La mostra Disegnare disegnare ridisegnare il pensiero immagine che cammina aperta fino al 23 settembre alla Fondazione Merz di Torino è la prova di come Marisa Merz con il tempo ci giochi a nascondino. Ci si trova di fronte a grandi tessiture che sembrano fiorire come materia organica sulle pareti. Lei le ha lavorate con pazienza con il filo di rame e i ferri che, a volte, vengono inglobati nell’opera stessa, diventando simbolo di quell’intimo dialogo tra l’artista e la materia. Ma la cosa straordinaria di tutto questo è il fatto che questo muto colloquio non ha un inizio e una fine. Marisa Merz ogni volta smonta e rimonta le sue opere, le scardina e le assembla in maniera diversa, le fa rivivere in una forma sempre nuova, gli dà  in destino una metamorfosi perenne. Ogni volta rimette in gioco il tempo che queste contengono, così che diventa impossibile attribuirgli sia una data che un titolo. Qui per esempio ci sono dipinti recenti protetti, o magari imprigionati, da un sipario di rame, materiale utilizzato dalla metà  degli anni Settanta, che nello stesso tempo occulta ed esalta il volto che si affaccia dalla trama. Oppure testine di argilla cruda che abitano tavoli e sedie che diventano piccoli troni, altari da cui loro appaiono quasi come fossero idoli chiamati a proteggere la “casa” costruita dall’artista.
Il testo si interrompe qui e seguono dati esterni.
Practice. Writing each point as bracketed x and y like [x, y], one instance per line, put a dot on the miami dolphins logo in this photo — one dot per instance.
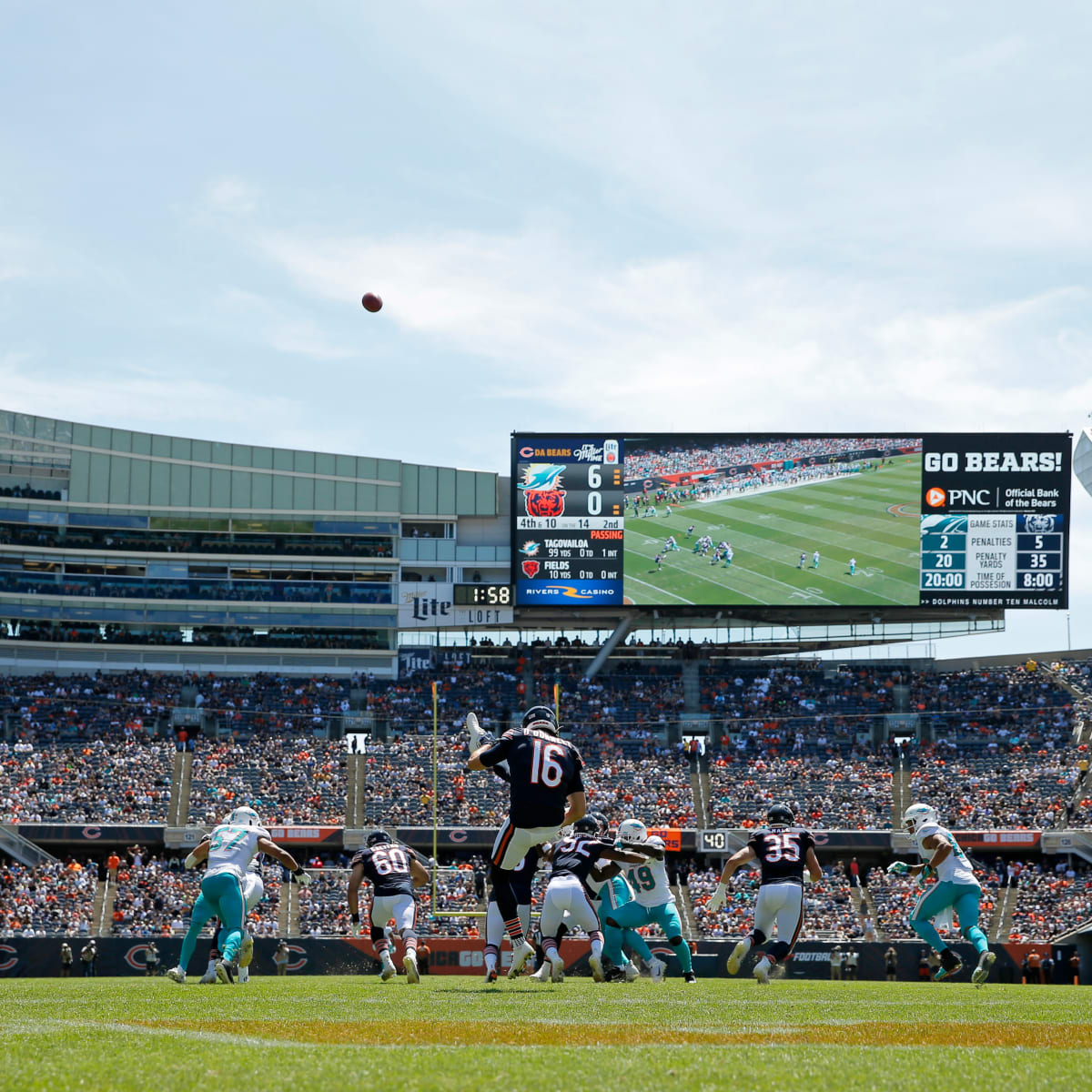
[543, 495]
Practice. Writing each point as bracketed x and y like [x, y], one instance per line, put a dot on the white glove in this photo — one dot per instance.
[719, 898]
[474, 732]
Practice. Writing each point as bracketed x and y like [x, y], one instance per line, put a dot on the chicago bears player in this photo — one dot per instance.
[653, 902]
[782, 851]
[228, 852]
[521, 882]
[567, 895]
[546, 792]
[956, 887]
[393, 872]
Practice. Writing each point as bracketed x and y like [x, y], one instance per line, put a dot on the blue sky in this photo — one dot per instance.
[792, 217]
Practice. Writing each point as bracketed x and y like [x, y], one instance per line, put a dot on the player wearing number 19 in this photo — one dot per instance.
[782, 851]
[547, 793]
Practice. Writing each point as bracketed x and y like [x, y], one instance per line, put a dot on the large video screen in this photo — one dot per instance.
[947, 520]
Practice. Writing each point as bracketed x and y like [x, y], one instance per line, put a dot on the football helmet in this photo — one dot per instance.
[916, 816]
[543, 719]
[243, 817]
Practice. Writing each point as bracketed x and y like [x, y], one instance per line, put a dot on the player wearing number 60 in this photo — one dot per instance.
[546, 794]
[782, 851]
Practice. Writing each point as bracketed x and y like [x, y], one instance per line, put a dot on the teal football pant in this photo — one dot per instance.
[616, 894]
[964, 898]
[221, 896]
[633, 915]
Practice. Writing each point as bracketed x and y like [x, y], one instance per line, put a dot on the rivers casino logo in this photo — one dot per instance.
[543, 496]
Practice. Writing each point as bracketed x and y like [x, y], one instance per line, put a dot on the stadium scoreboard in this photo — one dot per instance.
[791, 520]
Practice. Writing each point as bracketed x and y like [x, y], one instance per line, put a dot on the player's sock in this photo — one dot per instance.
[977, 938]
[682, 949]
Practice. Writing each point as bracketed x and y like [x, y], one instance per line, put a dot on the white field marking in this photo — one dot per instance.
[663, 591]
[758, 576]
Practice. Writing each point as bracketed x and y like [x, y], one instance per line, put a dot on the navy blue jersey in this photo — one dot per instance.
[576, 855]
[782, 853]
[522, 879]
[544, 769]
[387, 868]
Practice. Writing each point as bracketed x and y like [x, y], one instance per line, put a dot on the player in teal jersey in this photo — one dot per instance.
[956, 888]
[653, 902]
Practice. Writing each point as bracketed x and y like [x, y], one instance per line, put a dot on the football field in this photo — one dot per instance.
[872, 517]
[457, 1033]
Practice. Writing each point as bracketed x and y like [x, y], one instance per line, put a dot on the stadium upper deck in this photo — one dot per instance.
[109, 536]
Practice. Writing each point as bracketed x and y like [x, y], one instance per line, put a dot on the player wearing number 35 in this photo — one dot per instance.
[782, 851]
[546, 794]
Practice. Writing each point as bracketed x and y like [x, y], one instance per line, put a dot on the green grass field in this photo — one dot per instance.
[457, 1033]
[852, 517]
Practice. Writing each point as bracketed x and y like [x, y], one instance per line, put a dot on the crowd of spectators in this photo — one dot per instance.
[52, 899]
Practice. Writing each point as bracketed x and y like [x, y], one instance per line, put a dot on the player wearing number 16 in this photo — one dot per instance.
[782, 851]
[547, 794]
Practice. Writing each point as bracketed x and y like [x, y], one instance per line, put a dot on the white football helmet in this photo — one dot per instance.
[243, 817]
[916, 816]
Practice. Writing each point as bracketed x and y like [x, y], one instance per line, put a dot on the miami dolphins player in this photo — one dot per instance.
[609, 893]
[956, 887]
[228, 852]
[653, 902]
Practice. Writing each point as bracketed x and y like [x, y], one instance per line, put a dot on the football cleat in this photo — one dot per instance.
[950, 966]
[981, 973]
[475, 733]
[519, 958]
[736, 958]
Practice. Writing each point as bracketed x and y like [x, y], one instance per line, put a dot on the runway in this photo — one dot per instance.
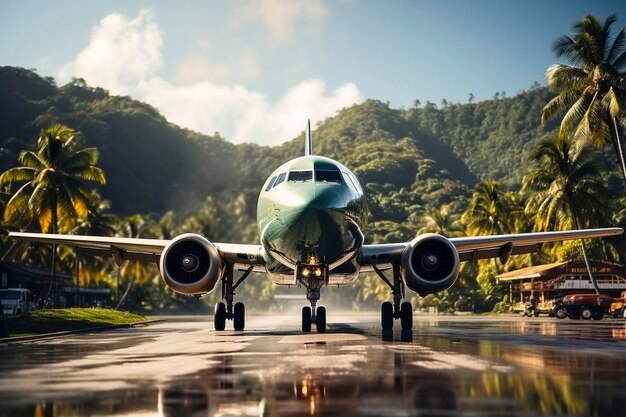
[448, 366]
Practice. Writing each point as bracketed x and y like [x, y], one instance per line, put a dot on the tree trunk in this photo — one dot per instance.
[584, 248]
[53, 282]
[620, 151]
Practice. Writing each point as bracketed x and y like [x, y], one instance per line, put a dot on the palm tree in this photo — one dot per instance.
[99, 222]
[487, 212]
[591, 91]
[54, 182]
[135, 226]
[567, 188]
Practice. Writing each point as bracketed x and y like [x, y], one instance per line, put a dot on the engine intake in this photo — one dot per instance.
[430, 263]
[191, 264]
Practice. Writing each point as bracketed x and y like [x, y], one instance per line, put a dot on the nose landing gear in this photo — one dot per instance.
[313, 314]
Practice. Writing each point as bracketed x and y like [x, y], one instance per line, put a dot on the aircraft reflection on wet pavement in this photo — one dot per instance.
[453, 367]
[312, 218]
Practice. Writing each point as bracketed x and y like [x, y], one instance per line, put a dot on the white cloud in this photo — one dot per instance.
[241, 65]
[123, 56]
[243, 115]
[120, 53]
[279, 17]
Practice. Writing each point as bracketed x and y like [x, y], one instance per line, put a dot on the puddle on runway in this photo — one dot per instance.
[442, 372]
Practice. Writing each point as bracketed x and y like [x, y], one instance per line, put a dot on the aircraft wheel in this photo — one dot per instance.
[386, 315]
[406, 316]
[320, 319]
[597, 314]
[586, 313]
[306, 319]
[219, 319]
[239, 319]
[573, 313]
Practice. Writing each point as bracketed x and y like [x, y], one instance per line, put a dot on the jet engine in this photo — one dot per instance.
[191, 265]
[430, 263]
Alcune di queste opere sono inedite, altre le abbiamo già  viste ma il modo di presentarle era completamente diverso. E possiamo essere sicuri che la sistemazione che la Merz le ha dato oggi è tutt’altro che definitiva. Infatti nei grandi spazi della Fondazione Merz lei non ha allestito i lavori, li ha semplicemente appoggiati, come se dovessero rimanere lì per poco. Pronta a riprenderseli appena possibile per fargli proseguire il loro cammino attraverso il mondo. In questo caso stretti a dipinti e sculture ci sono legni, oggetti, elementi che ha trovato nel cortile della sua casa. Cose che hanno già  compiuto un loro pezzo di vita a cui lei ne elargisce una nuova. Come fai a dare una data o un titolo a frammenti messi insieme tutte le volte in maniera diversa? Merz utilizza le sue opere come fossero parole: con queste costruisce il suo linguaggio, il ritmo che imbastisce tutte le volte un racconto sempre nuovo. 
È stato detto più volte che in Marisa c’è uno stretto rapporto tra l’artista e la madre, tra il generare l’opera e il dare luce alla figlia Beatrice. E questo è talmente vero che i suoi dipinti, le sue tessiture, le sculturine di argilla a volte ricoperte di oro o di azzurro, le altalene in equilibrio sospeso, le matasse di grafite che danno vita a immagini aggrovigliate e sicure, crescono, cambiano, si modificano nel tempo proprio come succede agli esseri umani. E come loro vivono avendo ben chiaro il senso della precarietà  della propria esistenza. Sono lavori fragili e potenti quelli della Merz: scarpette di nylon che sembrano non poter condurre da nessuna parte ma che magari possono essere trasportate tanto sono leggere (le aveva esposte sulla spiaggia di Amalfi nel 1968, quasi in balìa del mare), faccine appena accennate, dagli occhi chiusi, forse ciechi (bellissima la scultura che ha al posto dello sguardo due cucchiaini), ovvero rivolti verso l’interno, ad afferrare i moti dell’anima. Esserini veggenti quindi che, in questo caso, viaggiano sopra e sotto il tavolo a spirale di Mario Merz, che di Marisa è stato il marito per tutta la vita. 
E se si vuole capire la differenza tra loro basti confrontare le mele del primo con la loro progressione legata ai numeri di Fibonacci, con le testine e i violini plasmati da lei. Tanto uno è assertivo quanto l’altra suggerisce sussurrando. Lei nell’arte porta la vita. Tanto che la sua prima esposizione nel 1966 l’ha realizzata nella sua casa-studio, nel luogo dell’intimità  quotidiana, laddove aveva lavorato. Per mantenere intatto l’abbraccio tra la propria opera e la propria esistenza. Quando, già  nel 1968, la Merz affermava: «A me non interessa né il potere né la carriera, mi interessano soltanto io e il mondo. Posso fare poco, pochissimo», aveva già  chiara la sua vocazione a un prezioso isolamento, a proteggere se stessa da ciò che avrebbe potuto distrarla dai suoi obiettivi. In questo “fare poco” c’è in realtà  moltissimo perché il punto di partenza è sempre autobiografico. Chi conosce la sua opera alla fine sa davvero tante cose di lei. E non importa se non si sa quando sia nata o come si chiamava prima di diventare la signora Merz. Dettagli inutili per chi sa che «la mia storia, la mia zona è quella delle rose», ha dichiarato. Te lo ricordi guardando il fiore di stoffa che lei ha voluto a terra. Una delle tante apparizioni in questo flusso in cui la Merz ti conduce quasi per mano.